Previndai, the Italian industry-wide pension fund for companies’ managers, has seen its sub-fund ‘Sviluppo’ record returns of 11% last year through a mix of largely equity investments, but also Alternative Investment Funds (AIFs), the scheme said today.
The sub-fund, with assets totalling approximately €1.5bn according to the scheme’s latest financial statement, also invests in fixed income.
Another of Previndai’s sub-funds, ‘Bilanciato’, with assets of around €2bn, invests mostly in fixed income and partly in AIFs and equity, returned 8.2% last year – the second best result among the scheme’s sub-funds, the pension fund noted.

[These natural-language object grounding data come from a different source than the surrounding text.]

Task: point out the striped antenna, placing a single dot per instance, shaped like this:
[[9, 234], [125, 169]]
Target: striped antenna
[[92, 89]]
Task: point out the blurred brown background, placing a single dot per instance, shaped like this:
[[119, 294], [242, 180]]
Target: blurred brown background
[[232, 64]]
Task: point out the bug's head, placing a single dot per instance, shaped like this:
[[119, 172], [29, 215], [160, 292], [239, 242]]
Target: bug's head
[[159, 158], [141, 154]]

Previndai conducted a review of its strategic asset allocation for the sub-funds ‘Bilanciato’ and ‘Sviluppo’, increasing its exposure to European corporate and government bonds, and inflation-linked bonds.
The other two Previndai sub-funds, ‘Assicurativo 1990’ and ‘Assicurativo 2014’, making up the largest part of the scheme’s total assets, remained resilient, Previndai said, closing 2023 with 2.3% and 2% returns, respectively.

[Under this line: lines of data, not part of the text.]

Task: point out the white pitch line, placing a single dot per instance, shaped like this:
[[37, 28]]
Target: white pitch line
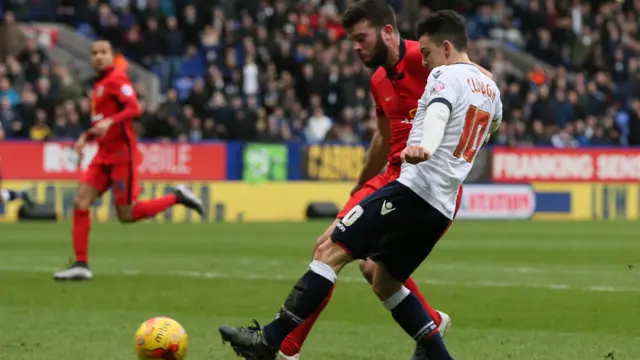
[[342, 279]]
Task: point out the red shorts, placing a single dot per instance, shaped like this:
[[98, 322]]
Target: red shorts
[[391, 174], [122, 178]]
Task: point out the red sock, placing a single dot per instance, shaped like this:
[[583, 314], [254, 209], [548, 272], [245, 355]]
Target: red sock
[[293, 342], [81, 228], [150, 208], [413, 287]]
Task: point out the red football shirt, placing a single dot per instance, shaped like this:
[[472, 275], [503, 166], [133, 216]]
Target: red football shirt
[[396, 94], [114, 98]]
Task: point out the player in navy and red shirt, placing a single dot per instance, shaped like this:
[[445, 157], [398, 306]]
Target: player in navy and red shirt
[[114, 107], [398, 82], [397, 85]]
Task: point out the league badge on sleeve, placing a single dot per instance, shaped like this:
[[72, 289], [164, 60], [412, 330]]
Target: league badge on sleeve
[[437, 88], [126, 89]]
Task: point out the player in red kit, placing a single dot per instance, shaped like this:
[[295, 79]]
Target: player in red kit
[[397, 84], [114, 107]]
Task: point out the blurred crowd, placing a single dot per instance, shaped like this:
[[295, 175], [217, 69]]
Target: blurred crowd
[[282, 70]]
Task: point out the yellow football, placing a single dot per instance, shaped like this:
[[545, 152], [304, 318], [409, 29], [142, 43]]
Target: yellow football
[[161, 338]]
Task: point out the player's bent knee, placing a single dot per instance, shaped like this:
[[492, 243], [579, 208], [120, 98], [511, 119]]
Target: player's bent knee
[[82, 201], [333, 255], [321, 240], [125, 214], [85, 197], [384, 285], [368, 267]]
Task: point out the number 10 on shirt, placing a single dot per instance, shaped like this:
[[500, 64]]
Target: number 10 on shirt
[[475, 125]]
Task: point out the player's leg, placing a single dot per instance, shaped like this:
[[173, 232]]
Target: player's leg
[[292, 344], [409, 313], [355, 237], [310, 291], [419, 227], [95, 181], [442, 320], [126, 189]]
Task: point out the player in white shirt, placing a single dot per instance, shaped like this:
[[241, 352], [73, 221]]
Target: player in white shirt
[[460, 107], [398, 225]]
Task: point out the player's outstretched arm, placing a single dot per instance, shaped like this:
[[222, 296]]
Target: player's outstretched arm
[[377, 154], [126, 96]]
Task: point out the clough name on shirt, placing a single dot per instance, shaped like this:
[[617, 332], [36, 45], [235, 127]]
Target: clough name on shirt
[[479, 86]]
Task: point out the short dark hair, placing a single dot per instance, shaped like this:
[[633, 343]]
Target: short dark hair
[[444, 25], [377, 12]]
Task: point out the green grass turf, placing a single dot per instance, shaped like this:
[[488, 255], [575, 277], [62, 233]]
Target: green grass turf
[[515, 290]]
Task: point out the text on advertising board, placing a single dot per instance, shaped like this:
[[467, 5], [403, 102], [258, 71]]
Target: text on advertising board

Returns over a five-year period stood at 2.4% for ‘Assicurativo 1990’, 2% for ‘Assicurativo 2014’, 4% for ‘Bilanciato’, and 6.2% for ‘Sviluppo’, the scheme added.
Over a 10-year period ‘Sviluppo’ returned 3.3% net on average per year, with 2.7% for ‘Assicurativo 1990’, and 2.4% for ‘Bilanciato’ – all returning above the level of inflation (1.8% annual average) and the severance pay Trattamento di Fine Rapporto (TFR) of 2.3% average per year.
Assets under management increased year-on-year to €14.5bn at the end of 2023 from €13.71bn in 2022, it added.
Giuseppe Straniero, the scheme’s president, said: “The results achieved in 2023 confirm the solidity of the pension fund and also of its commitment towards its members.”
Previndai caters for 88,000 members, 12,000 companies, with contributions of more than €1bn in 2023, it said.
“From January, we have lowered the costs required to run Previndai, with the levy on the contributions paid going down from 0.55% to 0.45%,” Straniero added.